My wife is the proverbial "Machine Gun Kelly" withthe remote. Thats why I have a computer. She watches 16 shows at once and I no longer go crazy..unless by chance there is something on that I want to watch..then I "let" her use the puter to play Mahjong ( argh ). But I DO have another remote flipper hidden at my desk for nights I feel like taking my life into my own hands.
I wonder what life was like back in the old days...... before TVs. Can you imagine just sitting there, watching the flames in the fire......(sort of like camping 24/7)....what happened if you couldn't find your matches, or flint and steel, or bow or whatever...........even worse all you did was read, then one day you couldn't find what happened to your book. I'd much rather have to get out of my cruddy chair to change the channel!!
You need to treat your remote like it's made of gold. Losing your remote is like losing your dog.
Here's a couple ideas I've been working on:
1- Find a place for it that ONLY YOU know where it is. Be sure to put it there every night, and any time you aren't using it. Buy one of those cheap remotes for everyone else to use, they don't understand your TV like you do, and they can't appreciate the bond between a man and his remote.

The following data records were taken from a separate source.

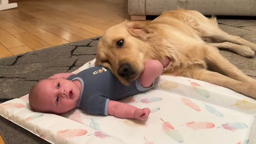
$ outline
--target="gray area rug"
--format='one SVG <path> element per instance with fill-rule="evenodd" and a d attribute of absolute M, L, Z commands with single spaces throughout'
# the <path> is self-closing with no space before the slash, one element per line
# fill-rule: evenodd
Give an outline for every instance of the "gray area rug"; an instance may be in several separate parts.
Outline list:
<path fill-rule="evenodd" d="M 218 20 L 219 27 L 231 34 L 256 43 L 256 21 Z M 29 93 L 37 82 L 56 73 L 71 72 L 96 57 L 99 38 L 54 47 L 0 59 L 0 103 Z M 256 58 L 226 50 L 221 54 L 256 79 Z M 7 144 L 46 144 L 21 127 L 0 117 L 0 131 Z"/>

2- Get a holster. Keep your remote on your hip at all times, sure people on the street (ie women) may give you strange looks, but it's because they don't understand. The guys at the shop will get it, and it won't be long they'll all have holsters too.
You can practice your quick draw technique any time you get a spare second during the day. With a little practice, you'll never have to watch a "feminine products" ad again.
3- Get a helper monkey.
Good luck Jim, and remember, we're all in this together, I'm pulling for ya.
I am going to take your advice and do this new thing...
No more wife stealing my remote or dog hiding it like a bone...I am going to put it in my arm rest in my truck when I am working then place it on my belt when I am around town..
Where can I find one of them helper monkeys??
It's the Little People that do it, don't ya' know! (spoken with an Irish brogue) Aye, they'll come traipsin' in when you're off to bed and do a wee little dance around it, chucklin' and showing their green little teeth. Then they'll find another place to hide it whilst you and your missus is fast asleep. Now, that'll be the like of it!